El mercado laboral chileno terminó el año 2025 en un contexto de ajuste significativo, según el reciente Panel Laboral UNAB, un informe elaborado por el Instituto de Políticas Públicas de la Universidad Andrés Bello. Este estudio se basa en la percepción de 30 headhunters y especialistas en el área de empleo a nivel nacional, quienes han señalado una serie de desafíos marcados en el entorno laboral.
Durante el transcurso del año 2025, el mercado laboral se enfrentó a un entorno económico complicado. Las empresas adoptaron un enfoque notablemente conservador, favoreciendo la contención de costos y la eficiencia interna sobre una expansión agresiva y la generación de nuevos puestos de trabajo. Las contrataciones se volvieron más selectivas y los procesos se alargaron, indicando un clima de incertidumbre para los potenciales empleados.
Al revisar las evaluaciones de desempeño del mercado laboral, el 48% de los expertos consultados califica el año como negativo, mientras que un 44% lo considera regular. Solo un 8% ofreció una evaluación positiva, lo que resalta un balance crítico y una sensación de desconfianza en el sector laboral. Este panorama se consolida con datos concretos, como la tasa de desempleo, que alcanzó un 8,4% en el trimestre de septiembre a noviembre de 2025, lo que refleja la precariedad en el mercado de trabajo.
Pamela Jiménez, socia de Equation Partners y panelista del estudio, explica que “durante 2025, el mercado laboral chileno mostró un desempeño contenido y de ajuste, más orientado a la estabilización que al crecimiento”. Insiste en que este entorno ha resultado en procesos de contratación prolongados y una mayor selectividad por parte de las empresas, enfocándose en perfiles estratégicos que garanticen la sostenibilidad de estas.

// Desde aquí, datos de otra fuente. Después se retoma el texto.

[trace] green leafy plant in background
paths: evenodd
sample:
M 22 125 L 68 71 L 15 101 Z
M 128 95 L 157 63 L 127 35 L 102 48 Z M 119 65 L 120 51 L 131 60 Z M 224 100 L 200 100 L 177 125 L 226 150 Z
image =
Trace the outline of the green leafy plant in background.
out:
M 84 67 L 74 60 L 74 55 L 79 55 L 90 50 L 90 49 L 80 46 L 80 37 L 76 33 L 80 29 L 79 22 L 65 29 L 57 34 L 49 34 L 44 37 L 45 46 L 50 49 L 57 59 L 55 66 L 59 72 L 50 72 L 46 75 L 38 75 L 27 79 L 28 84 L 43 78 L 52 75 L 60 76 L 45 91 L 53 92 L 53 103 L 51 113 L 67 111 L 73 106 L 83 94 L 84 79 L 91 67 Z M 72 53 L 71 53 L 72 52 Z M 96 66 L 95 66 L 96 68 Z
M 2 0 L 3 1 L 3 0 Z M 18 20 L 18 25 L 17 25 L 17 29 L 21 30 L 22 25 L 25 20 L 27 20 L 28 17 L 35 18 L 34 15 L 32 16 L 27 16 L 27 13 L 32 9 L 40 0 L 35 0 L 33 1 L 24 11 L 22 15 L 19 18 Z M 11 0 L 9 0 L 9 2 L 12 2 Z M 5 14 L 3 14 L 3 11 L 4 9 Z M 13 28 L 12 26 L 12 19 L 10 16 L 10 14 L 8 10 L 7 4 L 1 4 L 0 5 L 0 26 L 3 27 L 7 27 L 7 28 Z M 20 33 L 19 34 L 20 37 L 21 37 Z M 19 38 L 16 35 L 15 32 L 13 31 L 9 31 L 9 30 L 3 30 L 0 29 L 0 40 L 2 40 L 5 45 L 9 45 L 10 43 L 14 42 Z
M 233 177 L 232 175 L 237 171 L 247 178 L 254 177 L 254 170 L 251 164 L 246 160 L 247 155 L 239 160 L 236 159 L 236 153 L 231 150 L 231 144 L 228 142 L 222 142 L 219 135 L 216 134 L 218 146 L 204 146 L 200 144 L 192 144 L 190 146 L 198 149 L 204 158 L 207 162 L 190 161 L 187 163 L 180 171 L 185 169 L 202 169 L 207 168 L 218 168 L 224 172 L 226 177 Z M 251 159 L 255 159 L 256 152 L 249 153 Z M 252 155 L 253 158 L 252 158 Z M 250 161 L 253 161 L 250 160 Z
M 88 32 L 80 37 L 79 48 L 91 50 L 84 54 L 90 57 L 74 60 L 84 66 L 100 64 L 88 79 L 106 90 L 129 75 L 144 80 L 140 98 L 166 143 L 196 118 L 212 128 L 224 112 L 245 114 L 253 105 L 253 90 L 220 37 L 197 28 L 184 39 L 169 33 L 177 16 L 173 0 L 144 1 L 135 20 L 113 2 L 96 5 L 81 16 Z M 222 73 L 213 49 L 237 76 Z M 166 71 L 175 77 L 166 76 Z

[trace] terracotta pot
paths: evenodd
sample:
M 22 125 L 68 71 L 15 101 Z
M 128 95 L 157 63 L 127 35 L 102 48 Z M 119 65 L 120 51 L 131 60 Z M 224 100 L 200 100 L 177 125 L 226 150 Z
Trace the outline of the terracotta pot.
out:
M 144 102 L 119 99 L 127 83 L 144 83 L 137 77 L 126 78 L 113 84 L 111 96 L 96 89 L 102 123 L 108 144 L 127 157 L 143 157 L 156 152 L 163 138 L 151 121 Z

A lo largo del año, a pesar del menor dinamismo en la creación de empleo, la escasez de talento especializado seguía siendo un problema estructural que limitaba el acceso a nuevos puestos. Esta situación se vio exacerbada por una discrepancia creciente entre las expectativas salariales de los trabajadores y los sueldos ofrecidos, creando parálisis en la movilidad laboral. Las organizaciones, enfrentadas a costos altos para reemplazar talento, comenzaron a implementar estrategias de retención interna más agresivas.
Sin embargo, hay luz al final del túnel. A medida que los expertos analizan las proyecciones para 2026, se anticipa un escenario más optimista. Las condiciones macroeconómicas mostrarán una mejora gradual, acompañada de un entorno regulatorio más claro y una inversión que comienza a reactivarse. Sectores como servicios especializados, tecnología, y logística presentan las mejores perspectivas de generación de empleo.
A pesar de estas señales positivas, los especialistas también advierten sobre la desigualdad en la recuperación, subrayando la importancia de abordar las brechas en el acceso al empleo formal, especialmente entre jóvenes, mujeres, y trabajadores menos calificados. Esto plantea desafíos significativos para las políticas públicas y la formación profesional.
El Panel Laboral UNAB destaca la necesidad de fomentar una articulación más efectiva entre el mundo académico, el sector productivo y el Estado, con el fin de mitigar los desajustes entre la oferta y la demanda de habilidades en el mercado laboral.
Con estas reflexiones, el mercado laboral chileno ingresa en 2026 dejando atrás un período de ajuste, pero con señales incipientes que apuntan a una recuperación esperada. El desafío consiste en transformar este optimismo en oportunidades reales de empleo de calidad que beneficien a un espectro más amplio de la población.